Nell’intervista rilasciata a ‘Mediaset Premium’, Cambiasso ha poi analizzato il momento poco felice dell’Inter: “Non abbiamo ancora finito il girone d’andata, ci hanno preso distanza ma c’è tutta l’altra metà del campionato, conta fare tre punti alla volta. Brusco rallentamento? Le disattenzioni ci costano care, è un dato di fatto, allora paradossalmente penso che sia stato più strano il modo in cui siamo partiti così forte“.

Capitolo Thohir: “Vuole fare il bene dell’Inter – ha assicurato Cambiasso – ma ho avuto un incontro talmente breve che è difficile dare un impressione reale che vada al di là del saluto”. E mercato: “La cessione di Guarin?
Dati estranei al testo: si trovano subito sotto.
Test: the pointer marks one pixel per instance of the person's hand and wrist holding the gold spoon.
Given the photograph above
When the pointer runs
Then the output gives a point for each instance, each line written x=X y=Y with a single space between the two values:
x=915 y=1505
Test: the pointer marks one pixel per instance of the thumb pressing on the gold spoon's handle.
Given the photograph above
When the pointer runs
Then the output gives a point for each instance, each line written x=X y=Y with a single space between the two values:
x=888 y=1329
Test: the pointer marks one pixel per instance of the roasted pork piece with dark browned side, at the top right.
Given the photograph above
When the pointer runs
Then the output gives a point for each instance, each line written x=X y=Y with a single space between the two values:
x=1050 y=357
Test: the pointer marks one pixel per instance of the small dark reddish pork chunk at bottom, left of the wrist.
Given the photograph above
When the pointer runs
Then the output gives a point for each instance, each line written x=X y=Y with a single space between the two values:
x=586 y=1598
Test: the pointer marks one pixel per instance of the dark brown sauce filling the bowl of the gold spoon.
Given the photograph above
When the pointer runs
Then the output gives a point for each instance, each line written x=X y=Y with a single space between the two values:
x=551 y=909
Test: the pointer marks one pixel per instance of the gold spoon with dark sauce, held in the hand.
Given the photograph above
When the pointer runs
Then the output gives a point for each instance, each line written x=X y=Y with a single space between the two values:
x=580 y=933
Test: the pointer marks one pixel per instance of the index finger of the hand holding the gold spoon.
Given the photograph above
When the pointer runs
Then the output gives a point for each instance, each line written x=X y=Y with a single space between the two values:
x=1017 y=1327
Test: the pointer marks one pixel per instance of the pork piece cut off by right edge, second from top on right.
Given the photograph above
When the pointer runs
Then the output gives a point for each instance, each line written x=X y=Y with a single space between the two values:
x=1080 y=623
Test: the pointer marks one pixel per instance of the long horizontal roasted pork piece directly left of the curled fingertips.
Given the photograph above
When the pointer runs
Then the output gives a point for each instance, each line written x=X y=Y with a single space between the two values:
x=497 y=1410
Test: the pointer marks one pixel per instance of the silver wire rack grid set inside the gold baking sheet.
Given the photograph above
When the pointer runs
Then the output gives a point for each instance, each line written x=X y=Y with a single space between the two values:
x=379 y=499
Non ho visto nessuna ufficialità! Le voci son sempre voci, normale che arrivino quando si avvicina il mercato e che ci sia instabilità indotta dall’esterno prima di grande partite… Se necessitiamo di rinforzi? Queste sono valutazioni del mister, che condivide con la dirigenza, io come calciatore non sono nessuno per dire queste cose. Sul mercato da tempo ho imparato a non parlare”.

Infine, Cambiasso parla delle sue condizioni e del futuro: “Quando sei da tanti anni al vertice è normale che ci sia la gente che aspetta le cadute. La squadra sta meglio e abbiamo un’idea ben precisa di gioco. Futuro? La realtà è talmente intensa che è difficile sapere il futuro, se ci sarà il rinnovo di contratto con l’Inter lo saprete dopo che è successo, come sempre. In tanti anni io non ho mai chiamato l’Inter perché mi rinnovassero il contratto”.